After trading up for Mark Sanchez in round 1, GM Mike Tannenbaum and Head Coach Rex Ryan decided to roll the dice again and bundle most of the rest of their 2009 picks in a bid to grab arguably the top remaining running back left on the board, Iowa Hawkeye Shonn Greene.
With many Jets fans wondering what is so special about Greene, here is my analysis of the newest Gang Green power running back and how he might fit in the new regime’s plans.
Ht: 5-10 (1/2) – Wt 227
Greene is an incredibly powerful runner, who can not only show patience in waiting for a hole to develop and the vision to see it happening, but is very tough to bring down for the defense. When they do drag him down, he’ll get you that extra distance more by falling forward. He also gets stronger as the game goes on and doesn’t easily tire out.
Even though he is older than your average rookie (at 24), he actually doesn’t have much wear and tear on those legs. He doesn’t cough the ball up, is a very hard worker and a solid team player.
While he is a very good inside runner, he has problems getting outside and turning the corner. He’s not terribly fast and he won’t be winning any footraces against most defenders.
There are some doubts about his football IQ and while he shows patience waiting for a play to develop, he sometimes appears indecisive. As he missed some games with shoulder and knee injuries early in his career and has had ankle injuries during his college career.
How It Comes Together
Many feel this pick was a shot across Thomas Jones’ bow to end his holdout, but I don’t know that’s the case. Erik Boland put it best in his Jets Blog on Newsday – even if Jones wasn’t holding out, the guy is 31.

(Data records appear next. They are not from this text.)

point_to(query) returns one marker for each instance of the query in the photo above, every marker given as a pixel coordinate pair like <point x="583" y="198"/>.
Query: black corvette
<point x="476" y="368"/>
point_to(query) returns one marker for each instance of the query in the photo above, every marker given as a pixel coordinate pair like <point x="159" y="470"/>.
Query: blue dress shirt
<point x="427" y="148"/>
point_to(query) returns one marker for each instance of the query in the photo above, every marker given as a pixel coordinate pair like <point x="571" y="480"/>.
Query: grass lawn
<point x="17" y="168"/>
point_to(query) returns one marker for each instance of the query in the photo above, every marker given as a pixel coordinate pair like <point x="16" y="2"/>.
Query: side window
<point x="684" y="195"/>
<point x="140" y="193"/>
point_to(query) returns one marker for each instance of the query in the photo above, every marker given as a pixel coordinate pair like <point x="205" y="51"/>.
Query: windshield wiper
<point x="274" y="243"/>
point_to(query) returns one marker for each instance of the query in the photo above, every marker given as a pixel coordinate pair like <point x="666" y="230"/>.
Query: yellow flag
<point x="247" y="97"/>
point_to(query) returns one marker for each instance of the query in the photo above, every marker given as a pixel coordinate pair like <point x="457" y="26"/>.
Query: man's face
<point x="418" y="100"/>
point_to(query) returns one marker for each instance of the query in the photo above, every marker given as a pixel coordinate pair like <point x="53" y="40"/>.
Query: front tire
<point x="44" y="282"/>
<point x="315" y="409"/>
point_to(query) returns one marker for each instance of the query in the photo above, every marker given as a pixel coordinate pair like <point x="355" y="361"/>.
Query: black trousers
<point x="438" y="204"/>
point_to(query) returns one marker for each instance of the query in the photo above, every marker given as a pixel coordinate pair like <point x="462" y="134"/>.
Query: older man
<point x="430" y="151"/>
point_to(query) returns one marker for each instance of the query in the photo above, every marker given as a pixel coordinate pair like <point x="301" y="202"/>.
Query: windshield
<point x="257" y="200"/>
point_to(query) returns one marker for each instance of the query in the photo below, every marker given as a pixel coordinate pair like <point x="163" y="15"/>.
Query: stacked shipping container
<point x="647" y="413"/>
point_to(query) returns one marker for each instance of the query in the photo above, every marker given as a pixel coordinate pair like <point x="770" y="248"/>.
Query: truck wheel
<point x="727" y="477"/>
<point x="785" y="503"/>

The classic thought on running backs is that 30 is the beginning of the end and while Jones has continued to play well, how much tread does he have left? Boland is right – they needed to get younger at the position and look towards the future.
If Jones holds out, the Jets bring Greene in and run him between the tackles while Leon Washington continues to work the outside. Greene can wear the defense down and then Washington can light them up.
If Jones doesn’t hold out, or if Greene struggles in camp, he can still rotate in on occasion and give Jones a breather throughout the season as he gets his NFL legs.
And when Jones is done, Greene can move into the backfield with a year of experience and get the hard yards.
Either way I think Greene has a very good chance to be the future power back in an offense that will be geared to the power run behind an offensive line that is built to succeed in the arena.
This will also take pressure off Mark Sanchez if he starts this year or Kellen Clemens if Sanchez gets a year holding a clipboard.
The biggest question is whether the Jets bypassed bigger needs with the trade (there were several solid defensive linemen they could have drafted at that spot or later if they didn’t trade up) or if they gave up too much to move up from their position in the third to the top of the round.
Time will tell. What is certain is the fact that the Jets saw an opportunity to jump up and grab at the brass ring not once but twice.
In what is considered an overall weak draft class, they decided that it wasn’t how many picks they had or how many rookies they could throw on the field, but instead the quality of those players and what they could mean for the franchise in the long term.